Außerdem ist es ratsam, wirklich nur das medizinisch Notwendige zu leisten, unter Beachtung des Grundsatzes der Wirtschaftlichkeit. Starker Auslöser von Höchstpunktzahlüberschreitungen ist häufig das Erbringen von Leistungen, die sich im Moment der Behandlung anbieten, obgleich sie noch nicht notwendig durchgeführt werden müssen. Beispiel: Neben der Kariesbehandlung eines Zahns wird an einem benachbarten Zahn eine alte Füllung ausgetauscht, die etwas verfärbt ist. Das Finanzstabilisierungsgesetz und die hieraus resultierende Budgetierung stellen jedoch klar: Lediglich eine ausreichende, zweckmäßige und wirtschaftliche Versorgung kann und soll von den Praxen geleistet werden. Der Austausch der Füllung am Nachbarzahn wird also sanktioniert.

Ein funktionierendes „Recall-System“ kann ebenfalls dazu dienen, dass das Budget eingehalten wird: Je mehr „Scheine“ in der Praxis pro Quartal eingelesen werden, desto mehr Punkte kann die Praxis abrechnen, da die Budgetierung auf die Zahl der Patientenkontakte im Quartal abstellt. Viele Routinepatienten, bei denen kein großer Aufwand entsteht, bedeuten wenig Punkte in der Abrechnung dieses Einzelfalls und entsprechend viele Punkte, die auf andere Fälle übertragen werden können. Daher nennt man solche Scheine auch „Verdünner“. Länderunterschiede sind hier durchaus vorhanden.
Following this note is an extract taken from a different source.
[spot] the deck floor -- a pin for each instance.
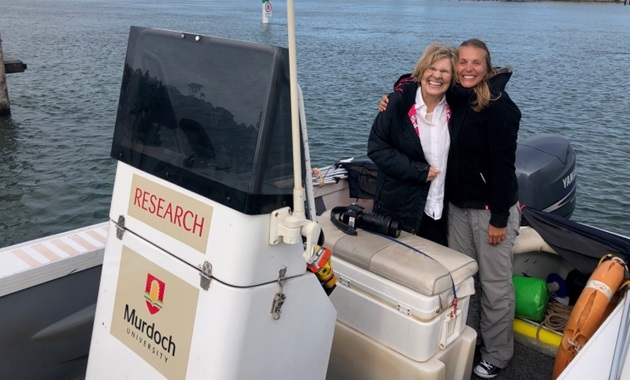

Wenn Zahnärzte eine Kassenleistung wegen besonderer Gegebenheiten beim Patienten nicht richtlinienkonform erbringen können, kann die Leistung unter Umständen auch als Privatleistung erbracht werden, die dann keine Auswirkung auf das Budget hat. Sollte beispielsweise eine Wurzelbehandlung nicht regelkonform durchgeführt werden können, wäre als Kassenleistung eigentlich nur die Extrahierung möglich. Darüber ist der Patient natürlich ordnungsgemäß aufzuklären. Es kann ihm dann ein Heilversuch mit einer über die Kassenleistung hinausgehenden Privatbehandlung angeboten werden. Nach Erstellung eines Heil- und Kostenplans wird die Leistung anschließend dem Patienten als Privatleistung abgerechnet.